3.      Material budget: To carry out the production satisfactorily regular supply of material during the budget period is ensured by preparing a budget. In this, the decision regarding the quantity of materials as shown at different times during that period is followed. Only direct materials are taken into account; indirect materials are not taken into account and they are considered under overheads. The material budget helps proper planning of purchases. It shows the estimated quantities as well as the cost of raw materials, required for production as per production budget.
4.      Labour budget: It is a part of the production budget. The budget is prepared by the personnel department and it shows an estimate of the requirements of labour to meet the production target, on the basis of previous records and budgeted production. This budget gives detailed information relating to the number of workers, rates of wages and cost of labour hours to be employed.
5.      Works overhead budget: It sets out the estimated costs of indirect materials, indirect labour and indirect factory expenses, during the budget period in order to achieve the target. This is classified into fixed, variable and semi-variable. This facilities preparation of budgets and further department-wise and sub-division to have effective control. The preparation of budget is based on the previous year’s records for fixed overheads; and budget targets are verified for variable expenses, which are bound to change with the change of output.
6.      (a) Administration overheads budget: This budget covers the expenditure of administrative office and management salaries. It is prepared with the help of past experiences and expected changes in future. The administration cost of each budget centre is drawn separately and incorporated in administrative cost budget.
(b) Selling and distribution overhead budget: This budget relates to selling and distribution of products for the budget period and is based on sales budget. It is generally prepared territory-wise by the sales manager of each territory. The costs are divided into fixed, variable and semi-variable; and estimate is taken on the basis of past records.

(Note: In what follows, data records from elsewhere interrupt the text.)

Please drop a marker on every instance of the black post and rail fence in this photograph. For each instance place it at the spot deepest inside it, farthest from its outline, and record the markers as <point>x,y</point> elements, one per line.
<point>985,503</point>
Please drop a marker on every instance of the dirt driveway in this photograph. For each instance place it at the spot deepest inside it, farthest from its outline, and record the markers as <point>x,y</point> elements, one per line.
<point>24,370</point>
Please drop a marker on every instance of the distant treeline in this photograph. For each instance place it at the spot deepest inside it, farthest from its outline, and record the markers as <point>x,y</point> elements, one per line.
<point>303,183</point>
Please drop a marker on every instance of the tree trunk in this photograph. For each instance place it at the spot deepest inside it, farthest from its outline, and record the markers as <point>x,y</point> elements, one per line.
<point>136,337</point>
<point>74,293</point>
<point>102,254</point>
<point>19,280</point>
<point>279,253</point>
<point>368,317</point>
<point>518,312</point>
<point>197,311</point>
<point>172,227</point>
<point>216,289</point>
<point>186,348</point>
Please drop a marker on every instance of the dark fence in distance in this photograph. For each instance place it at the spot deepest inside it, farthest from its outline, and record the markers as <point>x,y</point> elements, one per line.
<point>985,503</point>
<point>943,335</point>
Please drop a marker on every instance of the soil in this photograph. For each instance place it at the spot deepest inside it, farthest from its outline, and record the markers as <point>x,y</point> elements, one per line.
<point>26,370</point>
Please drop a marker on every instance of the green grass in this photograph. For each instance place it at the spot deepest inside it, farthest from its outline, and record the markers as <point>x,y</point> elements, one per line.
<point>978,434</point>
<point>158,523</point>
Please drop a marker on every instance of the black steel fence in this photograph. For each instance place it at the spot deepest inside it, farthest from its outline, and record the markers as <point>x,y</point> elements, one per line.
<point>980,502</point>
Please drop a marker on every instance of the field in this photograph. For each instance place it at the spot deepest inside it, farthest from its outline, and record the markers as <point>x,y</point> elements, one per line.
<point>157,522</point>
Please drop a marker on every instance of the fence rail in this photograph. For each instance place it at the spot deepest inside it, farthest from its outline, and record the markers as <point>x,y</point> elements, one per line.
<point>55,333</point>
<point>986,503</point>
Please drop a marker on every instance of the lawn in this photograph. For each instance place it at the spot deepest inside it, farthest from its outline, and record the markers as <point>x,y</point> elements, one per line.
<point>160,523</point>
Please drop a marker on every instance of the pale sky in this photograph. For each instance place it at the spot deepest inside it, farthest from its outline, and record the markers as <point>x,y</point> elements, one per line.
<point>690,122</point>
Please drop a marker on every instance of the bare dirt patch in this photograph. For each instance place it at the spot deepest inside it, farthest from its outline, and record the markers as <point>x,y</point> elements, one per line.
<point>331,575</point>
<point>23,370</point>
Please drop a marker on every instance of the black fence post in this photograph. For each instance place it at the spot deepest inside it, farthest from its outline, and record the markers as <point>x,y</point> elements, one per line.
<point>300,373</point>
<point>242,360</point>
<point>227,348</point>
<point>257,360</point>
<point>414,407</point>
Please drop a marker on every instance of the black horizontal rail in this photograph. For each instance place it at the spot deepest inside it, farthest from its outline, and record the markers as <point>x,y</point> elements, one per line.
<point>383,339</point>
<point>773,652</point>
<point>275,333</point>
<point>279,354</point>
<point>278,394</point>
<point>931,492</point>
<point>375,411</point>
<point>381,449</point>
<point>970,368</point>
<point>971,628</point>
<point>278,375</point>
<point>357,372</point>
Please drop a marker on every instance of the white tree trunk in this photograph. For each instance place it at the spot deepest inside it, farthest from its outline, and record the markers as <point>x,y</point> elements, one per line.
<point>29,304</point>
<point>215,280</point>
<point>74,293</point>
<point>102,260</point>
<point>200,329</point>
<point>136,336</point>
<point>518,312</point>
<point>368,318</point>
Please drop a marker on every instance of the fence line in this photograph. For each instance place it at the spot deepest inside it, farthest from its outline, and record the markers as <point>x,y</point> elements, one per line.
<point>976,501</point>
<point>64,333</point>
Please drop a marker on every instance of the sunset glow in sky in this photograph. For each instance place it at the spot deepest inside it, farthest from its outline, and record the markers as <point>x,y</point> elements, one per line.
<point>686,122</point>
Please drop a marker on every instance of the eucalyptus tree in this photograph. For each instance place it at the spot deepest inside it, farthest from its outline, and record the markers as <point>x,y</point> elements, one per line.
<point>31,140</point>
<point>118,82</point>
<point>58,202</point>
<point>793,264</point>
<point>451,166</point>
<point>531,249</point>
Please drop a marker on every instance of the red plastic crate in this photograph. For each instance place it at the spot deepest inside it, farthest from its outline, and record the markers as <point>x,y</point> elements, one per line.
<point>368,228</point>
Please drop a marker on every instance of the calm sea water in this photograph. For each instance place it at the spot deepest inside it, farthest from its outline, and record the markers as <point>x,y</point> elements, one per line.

7.      Capital expenditure budget: This budget shows the estimated expenditure on fixed assets-land, building, plant, machinery etc. It is a long-term budget. The capital expenditure is necessitated on account of replacement of old machines, increased demand of products, expansion of industry, adoption of new technological progresses etc.
8.      Cash budget: This budget represents the amount of cash receipts and payments and a balance during the budgeted period. It is prepared after all the functional budgets are prepared by the chief accountant either monthly or weekly giving the following hints(1) It ensures sufficient cash for business requirements. (2) It purpose arrangements to be made overdraft to meet any shortage of cash. (3) It reveals the surplus amount, and the effect of the seasonal fluctuations on cash position. The objective of cash budget is the proper co-ordination of total working capital, sale, investment and credit.